Attention mechanisms. If a model has a more sophisticated or optimized attention mechanism, it can better "understand" and prioritize different sections of the input.
Fine-tuning. This means that a model may perform exceptionally well on prompts related to the domain it was fine-tuned on (e.g., legal texts, medical information), but may struggle with general prompts.

Try not to be swayed by benchmarks and instead lean into evals that test your prompts with real data to empirically prove a model is better-or-worse for your use case.

After debugging stubborn prompt evals for hours, someone suggested I try Sonnet instead of 4o. It made that eval suite go from 50% failures to 100% passing, but in other situations the switch made no difference or things got worse!

6. Pre-process your data

When working with structured data, always ask yourself: How can I make this easier for the LLM?

For example:

Bring related data closer together – LLMs focus on nearby content, so if you need the model to reason about two things, ensure they’re close in the prompt.
Do the math yourself – LLMs struggle with calculations, so handle any complex math beforehand to lighten the load.

I learned this the hard way—here’s an early version of a prompt that didn’t do any preprocessing:

You are helping to investigate an incident.  

The goal is to determine which code change is most likely responsible.  

## Incident Details  
name: Deadlock on alerts table
created_at: 2025-03-24T15:00:00Z

## Code Changes  
For each code change, analyze its impact in relation to the incident.

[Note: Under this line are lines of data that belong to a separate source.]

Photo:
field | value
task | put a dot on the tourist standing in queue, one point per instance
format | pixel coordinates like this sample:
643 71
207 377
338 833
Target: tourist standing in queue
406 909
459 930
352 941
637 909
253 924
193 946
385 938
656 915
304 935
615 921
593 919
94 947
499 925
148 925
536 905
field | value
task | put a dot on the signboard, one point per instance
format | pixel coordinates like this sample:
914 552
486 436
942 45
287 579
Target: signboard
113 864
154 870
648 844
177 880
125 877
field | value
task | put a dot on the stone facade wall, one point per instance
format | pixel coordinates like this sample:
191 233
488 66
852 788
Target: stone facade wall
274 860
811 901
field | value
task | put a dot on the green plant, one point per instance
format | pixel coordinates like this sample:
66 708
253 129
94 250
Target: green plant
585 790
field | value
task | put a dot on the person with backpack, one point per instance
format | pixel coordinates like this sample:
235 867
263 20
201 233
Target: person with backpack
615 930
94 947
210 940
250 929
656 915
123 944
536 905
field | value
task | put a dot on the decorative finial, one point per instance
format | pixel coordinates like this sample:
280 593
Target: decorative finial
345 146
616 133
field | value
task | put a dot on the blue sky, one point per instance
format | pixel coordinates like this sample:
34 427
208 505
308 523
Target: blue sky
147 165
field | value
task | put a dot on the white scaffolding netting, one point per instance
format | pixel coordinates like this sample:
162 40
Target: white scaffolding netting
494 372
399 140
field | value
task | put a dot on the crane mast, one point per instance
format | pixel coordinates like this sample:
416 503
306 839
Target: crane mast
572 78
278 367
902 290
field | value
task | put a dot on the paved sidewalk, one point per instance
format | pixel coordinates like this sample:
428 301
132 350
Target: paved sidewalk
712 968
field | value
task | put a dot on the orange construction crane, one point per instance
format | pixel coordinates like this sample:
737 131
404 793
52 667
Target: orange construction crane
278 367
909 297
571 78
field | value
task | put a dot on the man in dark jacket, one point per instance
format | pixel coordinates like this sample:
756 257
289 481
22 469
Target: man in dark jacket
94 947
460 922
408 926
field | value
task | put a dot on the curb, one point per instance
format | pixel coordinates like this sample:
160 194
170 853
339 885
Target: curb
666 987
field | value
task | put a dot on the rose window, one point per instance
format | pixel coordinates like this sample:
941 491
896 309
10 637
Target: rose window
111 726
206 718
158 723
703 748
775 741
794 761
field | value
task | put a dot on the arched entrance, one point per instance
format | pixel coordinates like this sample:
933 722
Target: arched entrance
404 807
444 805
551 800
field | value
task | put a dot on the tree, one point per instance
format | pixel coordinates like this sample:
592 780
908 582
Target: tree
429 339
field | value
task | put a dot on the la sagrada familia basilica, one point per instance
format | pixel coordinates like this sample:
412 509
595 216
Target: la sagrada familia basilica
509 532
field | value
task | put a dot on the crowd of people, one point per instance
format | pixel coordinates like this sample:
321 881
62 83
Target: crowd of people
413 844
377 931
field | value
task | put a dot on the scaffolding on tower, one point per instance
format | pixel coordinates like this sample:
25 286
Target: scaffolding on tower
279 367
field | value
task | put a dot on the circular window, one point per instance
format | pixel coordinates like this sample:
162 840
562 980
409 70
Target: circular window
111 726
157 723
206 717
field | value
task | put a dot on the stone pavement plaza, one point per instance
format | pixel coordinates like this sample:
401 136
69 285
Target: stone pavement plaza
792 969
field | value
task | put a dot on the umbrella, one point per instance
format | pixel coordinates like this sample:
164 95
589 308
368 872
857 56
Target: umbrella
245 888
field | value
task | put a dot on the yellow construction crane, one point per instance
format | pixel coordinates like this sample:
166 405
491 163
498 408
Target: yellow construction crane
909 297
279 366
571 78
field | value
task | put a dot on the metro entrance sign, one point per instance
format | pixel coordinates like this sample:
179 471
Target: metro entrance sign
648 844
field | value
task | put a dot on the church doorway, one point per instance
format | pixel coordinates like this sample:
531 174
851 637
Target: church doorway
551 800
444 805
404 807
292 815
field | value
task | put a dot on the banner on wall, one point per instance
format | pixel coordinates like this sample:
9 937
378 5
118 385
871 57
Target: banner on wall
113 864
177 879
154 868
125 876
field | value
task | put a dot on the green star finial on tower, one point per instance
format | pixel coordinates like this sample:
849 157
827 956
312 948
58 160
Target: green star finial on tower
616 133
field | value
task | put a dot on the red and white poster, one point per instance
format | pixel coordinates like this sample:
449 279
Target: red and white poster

- name: Add a lock to alerts table
  merged_at: 2025-03-24T14:00:00Z
- name: Start archiving old alerts
  merged_at: 2025-03-24T11:00:00Z

I noticed that the LLM wasn’t prioritising code changes which were merged just before the incident started. And when I asked the LLM for a reasoning to help debug, I noticed that it was calculating the duration incorrectly! Switching merged_at to time_since_merged: 1 hour instantly improved performance.

Putting it all together

When a prompt isn’t working:

Start by reading the prompt top to bottom, looking for messiness or points of confusion.
Reframe your instructions so that they assume zero knowledge.
Check if you could help the LLM out by pre-processing the input data.
If you’re still having problems, sanity check if you’d have any success with another provider, or if adding a short section about importance would help.
If all of that fails, you’ll need to make some big changes i.e. split the prompt into multiple.

The key takeaway? Be methodical and be patient!